Elle était déjà à quelque distance de la côte lorsque le roi arrêta le rameur et fit signe à Marouin qu’il avait oublié quelque chose. En effet, sur la plage était un sac de nuit dans lequel Murat avait renfermé une magnifique paire de pistolets montés en vermeil, qui lui avait été donnée par la reine et à laquelle il tenait prodigieusement. À peine fut-il à la portée de la voix qu’il indiqua à son hôte le motif de son retour. Celui-ci prit aussitôt la valise, et, sans attendre que Murat touchât terre, il la lui jeta de la plage dans le bateau ; en tombant, le sac de nuit s’ouvrit et un des pistolets en sortit. Le pêcheur ne jeta qu’un coup d’œil sur l’arme royale ; mais ce fut assez pour qu’il remarquât sa richesse et qu’il conçût des soupçons. Il n’en continua pas moins de ramer vers le bâtiment. M. Marouin le voyant s’éloigner laissa son frère sur la côte, et, saluant une dernière fois le roi, qui lui rendit son salut, retourna vers la maison pour calmer les inquiétudes de sa femme et prendre lui-même quelques heures de repos dont il avait grand besoin.

Deux heures après il fut réveillé par une visite domiciliaire ; sa maison, à son tour, était envahie par la gendarmerie.

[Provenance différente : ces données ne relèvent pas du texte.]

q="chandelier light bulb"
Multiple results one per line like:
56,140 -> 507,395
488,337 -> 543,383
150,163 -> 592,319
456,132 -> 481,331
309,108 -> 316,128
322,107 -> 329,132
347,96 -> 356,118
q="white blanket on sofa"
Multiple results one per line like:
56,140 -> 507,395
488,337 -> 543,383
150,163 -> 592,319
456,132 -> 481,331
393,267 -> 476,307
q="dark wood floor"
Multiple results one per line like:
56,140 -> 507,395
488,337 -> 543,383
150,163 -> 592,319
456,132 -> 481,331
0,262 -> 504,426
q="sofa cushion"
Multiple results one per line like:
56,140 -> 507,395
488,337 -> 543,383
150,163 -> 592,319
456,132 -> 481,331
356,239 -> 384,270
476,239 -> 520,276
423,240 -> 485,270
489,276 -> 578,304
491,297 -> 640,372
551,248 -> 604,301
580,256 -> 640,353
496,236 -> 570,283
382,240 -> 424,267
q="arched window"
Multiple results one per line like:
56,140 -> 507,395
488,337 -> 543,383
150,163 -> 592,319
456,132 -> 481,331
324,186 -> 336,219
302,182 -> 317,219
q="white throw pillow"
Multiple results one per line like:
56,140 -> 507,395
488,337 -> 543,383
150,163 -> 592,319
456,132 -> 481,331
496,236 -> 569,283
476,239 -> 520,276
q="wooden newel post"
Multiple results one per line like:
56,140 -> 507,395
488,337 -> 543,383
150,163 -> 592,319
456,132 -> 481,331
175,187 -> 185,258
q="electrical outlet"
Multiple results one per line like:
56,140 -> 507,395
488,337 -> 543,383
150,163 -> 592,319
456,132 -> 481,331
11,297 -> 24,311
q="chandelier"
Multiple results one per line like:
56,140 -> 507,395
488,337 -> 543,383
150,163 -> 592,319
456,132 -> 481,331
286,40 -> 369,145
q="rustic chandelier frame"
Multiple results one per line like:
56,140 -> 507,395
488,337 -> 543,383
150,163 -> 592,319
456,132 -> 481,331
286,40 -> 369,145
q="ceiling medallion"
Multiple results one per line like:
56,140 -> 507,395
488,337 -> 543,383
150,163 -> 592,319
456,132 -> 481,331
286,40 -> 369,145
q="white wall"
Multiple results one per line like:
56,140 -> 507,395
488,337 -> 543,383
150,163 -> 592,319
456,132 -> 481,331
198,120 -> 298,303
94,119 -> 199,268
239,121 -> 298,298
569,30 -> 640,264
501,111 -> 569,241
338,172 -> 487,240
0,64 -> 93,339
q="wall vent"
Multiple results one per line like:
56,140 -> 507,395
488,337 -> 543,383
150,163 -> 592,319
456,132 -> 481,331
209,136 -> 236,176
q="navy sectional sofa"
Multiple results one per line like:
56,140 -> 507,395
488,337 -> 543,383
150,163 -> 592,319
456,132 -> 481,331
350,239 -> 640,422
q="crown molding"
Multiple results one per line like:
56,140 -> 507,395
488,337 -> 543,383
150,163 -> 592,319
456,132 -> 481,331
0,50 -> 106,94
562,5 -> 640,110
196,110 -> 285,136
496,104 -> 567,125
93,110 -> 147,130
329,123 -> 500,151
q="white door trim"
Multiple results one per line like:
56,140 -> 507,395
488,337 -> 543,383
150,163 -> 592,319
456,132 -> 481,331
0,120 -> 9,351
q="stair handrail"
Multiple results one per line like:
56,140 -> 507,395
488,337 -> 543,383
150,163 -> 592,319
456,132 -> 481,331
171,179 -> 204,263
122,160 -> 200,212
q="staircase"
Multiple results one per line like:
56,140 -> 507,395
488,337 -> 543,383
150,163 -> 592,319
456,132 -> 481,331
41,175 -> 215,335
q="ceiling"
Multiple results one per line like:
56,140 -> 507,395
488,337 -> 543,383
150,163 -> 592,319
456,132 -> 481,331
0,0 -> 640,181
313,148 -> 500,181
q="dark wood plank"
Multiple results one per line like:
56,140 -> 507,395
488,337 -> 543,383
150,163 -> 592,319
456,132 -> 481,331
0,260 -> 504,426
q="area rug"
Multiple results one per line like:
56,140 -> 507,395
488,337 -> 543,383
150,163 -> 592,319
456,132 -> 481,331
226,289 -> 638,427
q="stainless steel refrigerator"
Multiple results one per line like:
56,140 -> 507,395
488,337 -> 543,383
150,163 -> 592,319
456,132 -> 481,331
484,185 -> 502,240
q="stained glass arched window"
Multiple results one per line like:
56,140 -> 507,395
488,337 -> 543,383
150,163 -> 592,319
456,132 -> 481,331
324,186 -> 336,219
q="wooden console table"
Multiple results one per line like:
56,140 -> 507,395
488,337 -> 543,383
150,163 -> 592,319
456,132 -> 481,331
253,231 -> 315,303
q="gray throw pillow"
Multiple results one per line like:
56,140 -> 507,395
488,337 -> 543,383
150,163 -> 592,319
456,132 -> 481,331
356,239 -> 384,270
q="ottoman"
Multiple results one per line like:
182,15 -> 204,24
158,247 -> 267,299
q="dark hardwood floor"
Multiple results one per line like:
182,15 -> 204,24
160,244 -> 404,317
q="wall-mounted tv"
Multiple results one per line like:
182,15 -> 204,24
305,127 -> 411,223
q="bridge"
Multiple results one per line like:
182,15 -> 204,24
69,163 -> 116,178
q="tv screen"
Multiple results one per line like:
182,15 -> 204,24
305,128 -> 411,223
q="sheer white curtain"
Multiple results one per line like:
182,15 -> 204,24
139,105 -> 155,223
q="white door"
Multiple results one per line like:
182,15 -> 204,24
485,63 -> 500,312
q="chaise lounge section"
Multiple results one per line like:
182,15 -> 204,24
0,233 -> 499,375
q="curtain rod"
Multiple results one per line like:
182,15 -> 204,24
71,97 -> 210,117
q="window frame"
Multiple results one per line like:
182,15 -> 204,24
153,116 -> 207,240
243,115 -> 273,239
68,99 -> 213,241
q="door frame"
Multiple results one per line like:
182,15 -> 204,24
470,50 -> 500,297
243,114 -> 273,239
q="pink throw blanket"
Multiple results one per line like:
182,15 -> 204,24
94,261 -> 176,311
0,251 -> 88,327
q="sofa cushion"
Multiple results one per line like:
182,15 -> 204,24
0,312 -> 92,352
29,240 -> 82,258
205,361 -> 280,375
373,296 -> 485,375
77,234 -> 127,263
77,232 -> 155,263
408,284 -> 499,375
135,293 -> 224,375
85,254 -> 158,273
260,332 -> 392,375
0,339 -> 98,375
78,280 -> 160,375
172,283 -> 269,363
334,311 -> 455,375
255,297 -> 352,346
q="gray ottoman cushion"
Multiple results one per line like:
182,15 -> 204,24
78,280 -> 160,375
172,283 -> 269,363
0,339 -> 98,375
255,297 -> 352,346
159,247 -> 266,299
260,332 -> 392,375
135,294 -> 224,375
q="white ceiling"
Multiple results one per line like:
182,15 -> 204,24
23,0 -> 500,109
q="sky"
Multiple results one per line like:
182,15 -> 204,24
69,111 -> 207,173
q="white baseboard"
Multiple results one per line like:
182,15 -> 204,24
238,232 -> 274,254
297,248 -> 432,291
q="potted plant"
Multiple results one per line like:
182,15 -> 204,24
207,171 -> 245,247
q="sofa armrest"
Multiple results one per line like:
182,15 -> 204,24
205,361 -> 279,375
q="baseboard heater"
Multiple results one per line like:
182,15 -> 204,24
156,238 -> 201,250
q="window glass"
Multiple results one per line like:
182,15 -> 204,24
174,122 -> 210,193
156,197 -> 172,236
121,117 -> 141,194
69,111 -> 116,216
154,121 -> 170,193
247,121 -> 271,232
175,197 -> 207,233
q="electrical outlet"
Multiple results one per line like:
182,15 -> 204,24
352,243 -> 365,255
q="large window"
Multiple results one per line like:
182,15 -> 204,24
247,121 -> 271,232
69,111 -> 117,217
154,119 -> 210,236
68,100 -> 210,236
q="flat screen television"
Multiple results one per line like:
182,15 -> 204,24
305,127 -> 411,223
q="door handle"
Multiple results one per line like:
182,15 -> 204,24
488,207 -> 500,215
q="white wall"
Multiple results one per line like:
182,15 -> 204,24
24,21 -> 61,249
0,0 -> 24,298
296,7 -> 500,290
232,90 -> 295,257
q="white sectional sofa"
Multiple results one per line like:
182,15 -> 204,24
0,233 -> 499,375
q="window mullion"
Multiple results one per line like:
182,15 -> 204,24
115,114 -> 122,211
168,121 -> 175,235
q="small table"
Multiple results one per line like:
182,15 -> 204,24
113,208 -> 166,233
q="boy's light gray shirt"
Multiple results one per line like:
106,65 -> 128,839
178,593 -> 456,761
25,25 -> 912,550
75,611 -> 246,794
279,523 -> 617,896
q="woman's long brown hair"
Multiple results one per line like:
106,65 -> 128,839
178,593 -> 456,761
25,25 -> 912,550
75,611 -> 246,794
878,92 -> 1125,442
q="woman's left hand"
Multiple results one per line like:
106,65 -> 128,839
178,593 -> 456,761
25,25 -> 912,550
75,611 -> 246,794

On chercha de tous les côtés sans trouver trace du roi. Au moment où les recherches étaient le plus acharnées, son frère rentra ; Marouin le regarda en souriant, car il croyait le roi sauvé ; mais à l’expression du visage de l’arrivant, il vit qu’il était advenu quelque nouveau malheur ; aussi, au premier moment de relâche que lui donnèrent les visiteurs, il s’approcha de son frère :

— Eh bien ! dit-il, le roi est à bord, j’espère ?

— Le roi est à cinquante pas d’ici, caché dans la masure.

— Pourquoi est-il revenu ?

— Le pêcheur a prétexté un gros temps, et a refusé de le conduire jusqu’au brick.

— Le misérable !

Les gendarmes rentrèrent.

Toute la nuit se passa en visites infructueuses dans la maison et ses dépendances ; plusieurs fois ceux qui cherchaient le roi passèrent à quelques pas de lui, et Murat put entendre leurs menaces et leurs imprécations. Enfin, une demi-heure avant le jour, ils se retirèrent ; Marouin les laissa s’éloigner, et aussitôt qu’il les eut perdus de vue il courut à l’endroit où devait être le roi. Il le trouva couché dans un enfoncement et tenant un pistolet de chaque main ; le malheureux n’avait pu résister à la fatigue et s’était endormi. Il hésita un instant à le rendre à cette vie errante et tourmentée ; mais il n’y avait pas une minute à perdre. Il le réveilla.

Aussitôt ils s’acheminèrent vers la côte ; le brouillard matinal s’étendait sur la mer, on ne pouvait distinguer à deux cents pas de distance : ils furent obligés d’attendre. Enfin les premiers rayons du soleil commencèrent à attirer à eux cette vapeur nocturne ; elle se déchira, glissant sur la mer, pareille aux nuages qui glissent au ciel. L’œil avide du roi plongeait dans chacune des vallées humides qui se creusaient devant lui, sans y rien distinguer ; cependant il espérait toujours que derrière ce rideau mobile il finirait par apercevoir le brick sauveur. Peu à peu l’horizon s’éclaircit ; de légères vapeurs, semblables à des fumées, coururent encore quelque temps à la surface de la mer, et dans chacune d’elles le roi croyait reconnaître les voiles blanches de son vaisseau. Enfin la dernière s’effaça lentement, la mer se révéla dans toute son immensité ; elle était déserte. Le brick, n’osant attendre plus long-temps, était parti pendant la nuit.

— Allons, dit le roi se retournant vers son hôte, le sort en est jeté, j’irai en Corse.

Le même jour, le maréchal Brune était assassiné à Avignon.

  1. Madame la duchesse d’Abrantès a, dans ses Mémoires sur la Restauration, magnifiquement raconté cette scène, dont, comme le général T., elle connaissait les détails par un témoin oculaire. Note de l’Éditeur.
  2. Ce volume est encore entre les mains de M. Marouin, à Toulon.